Sasuke saw Deidara's nano-sized bombs (Obito, Toruné's tiny poisonous parasites inside himself) inside his own blood-stream. The Sharingan can also see chakra deep inside the earth (Deidara battle), behind solid stone (Kabuto battle), and the chakra network (various remarks, along with visual confirmations, from Sasuke, Itachi, Obito, and Madara confirm that). It can also see the Bijū and its chakra and suppress it by going deep into the Jinchūriki's consciousness. That's something the Byakugan can't do. In fact, at the Valley of the End, Sasuke could see Kyūbi's chakra more clearly than Neji while his Sharingan had only mutated to 2-Tomoe (his Sharingan progressed to 3-Tomoe right at the end). After mastering his Cursed Seal of Heaven, Sasuke saw Senjutsu Chakra in the cave very clearly during his battle with Kabuto (Itachi couldn't). That's another thing the Byakugan can't do. This shows that the Sharingan is astronomically more chakra-sensitive than the Byakugan that can only see far (with an added element of x-ray vision, which is rather pointless as the Sharingan can see through pretty much everything).

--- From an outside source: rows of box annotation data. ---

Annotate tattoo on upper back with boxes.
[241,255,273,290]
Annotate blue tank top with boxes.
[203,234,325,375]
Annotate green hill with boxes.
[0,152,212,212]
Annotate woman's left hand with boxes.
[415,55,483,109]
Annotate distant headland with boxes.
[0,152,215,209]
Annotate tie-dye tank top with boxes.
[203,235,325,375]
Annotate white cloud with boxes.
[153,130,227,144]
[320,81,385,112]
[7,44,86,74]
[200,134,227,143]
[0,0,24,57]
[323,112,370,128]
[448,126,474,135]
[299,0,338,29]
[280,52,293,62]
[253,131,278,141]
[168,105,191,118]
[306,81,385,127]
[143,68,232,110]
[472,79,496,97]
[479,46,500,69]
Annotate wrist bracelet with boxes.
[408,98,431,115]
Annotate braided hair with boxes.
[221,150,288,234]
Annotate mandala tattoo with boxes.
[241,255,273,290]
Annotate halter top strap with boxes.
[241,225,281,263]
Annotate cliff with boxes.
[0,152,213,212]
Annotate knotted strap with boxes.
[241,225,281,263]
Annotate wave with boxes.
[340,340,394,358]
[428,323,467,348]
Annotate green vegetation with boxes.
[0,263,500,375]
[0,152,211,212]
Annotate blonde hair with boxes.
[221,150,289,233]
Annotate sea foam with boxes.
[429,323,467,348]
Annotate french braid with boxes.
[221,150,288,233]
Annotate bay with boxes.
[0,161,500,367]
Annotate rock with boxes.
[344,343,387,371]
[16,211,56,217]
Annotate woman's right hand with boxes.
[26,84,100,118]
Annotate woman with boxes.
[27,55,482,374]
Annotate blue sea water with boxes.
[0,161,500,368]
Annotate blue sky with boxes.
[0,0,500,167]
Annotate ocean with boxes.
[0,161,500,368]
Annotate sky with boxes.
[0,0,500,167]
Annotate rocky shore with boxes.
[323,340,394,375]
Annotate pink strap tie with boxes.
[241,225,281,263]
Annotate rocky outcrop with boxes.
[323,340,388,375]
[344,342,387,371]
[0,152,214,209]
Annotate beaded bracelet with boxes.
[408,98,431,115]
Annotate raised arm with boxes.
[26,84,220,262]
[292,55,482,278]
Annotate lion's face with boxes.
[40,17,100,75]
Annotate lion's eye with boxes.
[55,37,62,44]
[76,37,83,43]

The "seeing through" advantage the Sharingan has isn't limited to Chakra alone; it extends to Genjutsu (illusion), as well. The Sharingan can see through any illusion with ease and render it completely ineffective (the only reason Sasuke and Itachi couldn't overcome the Sound Genjutsu from Kabuto is that he'd enhanced it with Senjutsu; even then, both of them broke through it by superimposing Sharingan Genjutsu over the Sound Genjutsu). Kurenai's best Genjutsu was reflected back by a 3-Tomoe wielding Itachi. That's something the Sharingan did automatically as it deemed the illusion to be . . . well, fairly weak (whilst it simultaneously made the Genjutsu ineffective for Kisame). Kurenai had to break through her own Genjutsu. Same thing happened to Shī when Sasuke saw through his best Genjutsu and nullified it for Jūgo, too. Kurenai and Shī both are Genjutsu prodigies. The Byakugan users can fight with their eyes closed, but they can't see through Genjutsu.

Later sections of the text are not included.